Livingston in der Batschkapp

Die beste Tochter von allen wünschte sich einen Konzertbesuch bei Livingston, einer Rock-Pop Truppe aus UK, in der Batschkapp in Frankfurt. Also irgendwie komisch, weil die Rock-Musik die die 5 gemacht haben, ist an sich schon richtig klasse. Nur die Akustik in der Batschkapp wird scheinbar immer schlechter, schriller und greller in den Höhen. Wir waren beide am Mitte des Konzerts dann doch ziemlich genervt, denn der Leadsänger benahm sich immer mehr wie auf einem Videodreh und nicht wie auf einer Bühne, 5 Meter von einer Horde Fans. Zum erstaunlichen Teil sang er auch nicht, sondern tönte Ersatzgeräusche mit seiner durchaus beeindrucken Stimme. Doch einen Chester singt man nicht an die Wand, auch er nicht. Die beste Tochter und ich sind uns beide einig, dass die Musik richtig gut wurde, jedes Mal nachdem er insgesamt 3 Mal innerhalb des 75Minuten Konzerts Vortrag wortlos für 5 Minuten von der Bühne verschwand und die Musiker alleine spielen lies.

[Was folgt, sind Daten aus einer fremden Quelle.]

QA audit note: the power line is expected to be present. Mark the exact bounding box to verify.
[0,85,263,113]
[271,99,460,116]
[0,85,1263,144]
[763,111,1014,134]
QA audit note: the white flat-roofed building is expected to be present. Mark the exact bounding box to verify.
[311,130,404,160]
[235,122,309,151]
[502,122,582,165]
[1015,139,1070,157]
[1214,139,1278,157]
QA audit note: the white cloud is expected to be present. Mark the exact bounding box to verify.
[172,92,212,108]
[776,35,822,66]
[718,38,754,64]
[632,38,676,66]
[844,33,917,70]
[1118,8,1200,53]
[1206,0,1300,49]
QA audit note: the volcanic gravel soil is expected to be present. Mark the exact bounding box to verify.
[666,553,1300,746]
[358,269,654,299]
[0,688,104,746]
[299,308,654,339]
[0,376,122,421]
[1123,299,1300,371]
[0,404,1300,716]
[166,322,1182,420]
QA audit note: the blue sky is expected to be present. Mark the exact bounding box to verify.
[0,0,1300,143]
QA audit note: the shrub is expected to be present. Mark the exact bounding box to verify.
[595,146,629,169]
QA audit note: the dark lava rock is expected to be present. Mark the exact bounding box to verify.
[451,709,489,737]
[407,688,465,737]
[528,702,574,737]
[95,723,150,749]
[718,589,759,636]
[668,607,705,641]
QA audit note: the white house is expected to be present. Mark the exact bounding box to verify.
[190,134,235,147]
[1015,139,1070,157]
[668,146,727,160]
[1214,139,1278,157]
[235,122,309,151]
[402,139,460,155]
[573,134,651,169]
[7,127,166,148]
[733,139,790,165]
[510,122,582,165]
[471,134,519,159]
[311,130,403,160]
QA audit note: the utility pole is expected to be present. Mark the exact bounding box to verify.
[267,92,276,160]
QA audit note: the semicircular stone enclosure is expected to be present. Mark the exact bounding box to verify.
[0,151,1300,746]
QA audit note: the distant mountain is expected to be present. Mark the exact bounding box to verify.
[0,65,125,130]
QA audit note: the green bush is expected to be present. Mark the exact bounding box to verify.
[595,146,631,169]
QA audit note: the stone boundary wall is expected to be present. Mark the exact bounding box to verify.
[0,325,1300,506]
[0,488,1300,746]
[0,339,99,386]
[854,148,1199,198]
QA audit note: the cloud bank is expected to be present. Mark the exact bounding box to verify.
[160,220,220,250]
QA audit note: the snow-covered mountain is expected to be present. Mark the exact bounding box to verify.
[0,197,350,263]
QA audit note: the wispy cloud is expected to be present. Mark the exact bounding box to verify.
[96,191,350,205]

Das ist auch das erste Konzert, bei dessen Ende ich die Zugaben nicht abwarten wollte, wir hatten beide mehr als genug. Den Namen der Vorband %irgendwas-aisatisches% habe ich trotzdem die ihn bestimmt 20 Mal gesagt haben schon wieder vergessen. Dazu habe ich auch keine Lust danach zu suchen, denn die haben mir überhaupt nicht gefallen.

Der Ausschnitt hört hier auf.